The cookie-baking customer may be more demonstrative than some, but she’s not unusual in her affection for the Bibelot. As part of their anniversary celebrations, the Bibelot has been providing cards to encourage customers to jot down brief memories of the store. Some of the writers now live as far away as Canada or Ashland, Ore., but their memories focus on their childhood or teenage years where the Bibelot formed the backdrop to the vivid experiences of youth. In sharing the cards, the store asked that only first names be used:
Anna thanked the store for providing “beauty in my life,” as well as the opportunity to spend her money on “Beanie Babies, lovely soaps and a collection of patterned Kleenexes that my family made fun of. …”
Karen talked about getting her first pair of glasses at “Group Health” when she was 10. “I was unhappy how I looked in glasses, so we came to the Bibelot” for consolation. Patricia talks about finding “the perfect dress for honeymoon” at the store, and Susan had an even more vivid recollection. “I was going on a first date,” she writes, explaining that she had picked up her newly cleaned dress at the cleaners and stopped to change into it at a nearby gym, but when she opened it, “it had not been pressed and it looked awful! The only idea I had was to run across to the Bibelot and see if they had a steamer. They did, they were happy to help me and put me at ease for asking.” Problem solved and a calamity averted!
Katherine remembered a slightly later period of her life, when she worked at the Bibelot before going on to acquire an MBA and a business career: “Roxy supported me in going back to school and, more importantly, she role-modeled being a capable, independent woman with strong ties to the community.”
Over the years the Bibelot grew, first occupying more square footage and eventually both floors of its Como Avenue location.
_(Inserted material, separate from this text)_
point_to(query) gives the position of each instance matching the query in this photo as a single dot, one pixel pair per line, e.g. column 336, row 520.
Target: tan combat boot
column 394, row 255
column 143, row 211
Freese recalls the electrifying moment when they cut a hole in the ceiling to connect the two floors. “Peeling off the decorative tin ceiling, it was an ah-ha moment!”
That modification made it possible to set up the two-story Christmas tree, which remained a holiday tradition for years. Eventually the Bibelot expanded to three other locations: Grand Avenue in St. Paul, Northeast Minneapolis and Linden Hills in Minneapolis.
Every retailer must accommodate the changing tastes of the public, but over the years some things remain unchanged at the Bibelot. There are what Freese calls the “Bibelot classics,” products that the store has carried since the beginning. Among them, John Booros’ woven throw rugs, Ed Levin sterling silver jewelry, the “Call Your Mother” mug and Anne Morrow Lindbergh’s book, Gift from the Sea.
At age 84, Freese no longer does the merchandise buying for the Bibelot, but she has no intention of retiring.
“I’ll go on as long as I can,” she says, adding, “markets change, people’s buying habits change, and I’m glad to have made it to 50.”